Pop Culture Homework Assignment #15: Around the World in 80 Days

I've been enjoying the Pop Culture Homework Project, but once in a while, it reveals to me that I've missed my window. Catching up on books like A Tree Grows in Brooklyn and Wuthering Heights long after everyone else has read them was fine, because those books don't really have a narrow target audience, age-wise. But when it comes to books like A Wrinkle In Time, I just can't experience the way I'm supposed to, as an innocent child.

And now, I'm afraid, the same goes for Jules Verne's 1873 classic, Around the World in 80 Days. Even finding a complete and unabridged copy of this novel was a challenge. Every time I thought I had found it at the library, it turned out to be a picture book or an adaptation for kids, with dumbed-down vocab and words printed as big as bagels. Finally, I was hanging out with a friend one night, and noticed an unabridged copy sitting on his bookshelf. Fortuitous!
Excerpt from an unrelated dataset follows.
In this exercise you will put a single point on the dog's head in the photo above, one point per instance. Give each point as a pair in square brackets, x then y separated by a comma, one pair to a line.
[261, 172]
As you no doubt know, Around the World in 80 Days centers around one Mr. Phileas Fogg, a very wealthy man living in London, who bets the other members of his gentleman's club that he can circle the globe in the titular timeframe. This was nearly impossible in the late 1800s, and for him to make it, every single thing must go right for him; a single and minor delay will put him irrevocably out of the running. His entire fortune, not to mention his reputation, rests on this wager.

The laconic Fogg drags his new manservant Passepartout along on the journey, meeting a lovely and helpless woman (Aouda) during their travels. After saving her from being sacrificed in a ritual she also joins them. The group is being pursued by the detective Fix, who is convinced that Fogg is financing his trip with ill-gotten money he has stolen from a bank. He longs to arrest Fogg, and awaits the legal warrant to do so as he follows them from country to country.

Sounds like a thrilling adventure, doesn't it? Unfortunately, almost all the barriers to Fogg's success (and there are many) melt away for one single reason: Money. People not moving in enough of a hurry? Fogg throws money at them, and they speed right up. No means of conveyance available other than an elephant the owner doesn't want to part with? Fogg throws money at it, and the elephant is his. Captain of a ship not willing to deviate his route to help out? Fogg throws money at it, buys the ship and the crew's help, and gets back on track. Money, money, money. It's kind of boring.

Add to this some strange writing quirks (Aouda falling in love with Fogg for no real reason, an off-page rescue of Passepartout from Native American bandits), and it's clear that a book I would have found quite a thrill at age seven is slight and uninspiring at age thirty-seven. It's not a bad book, by any stretch of the imagination. But it's pretty clear that if I ever want to experience this story as it's meant to be enjoyed, I'm going to need a DeLorean, a flux capacitor, and some plutonium first.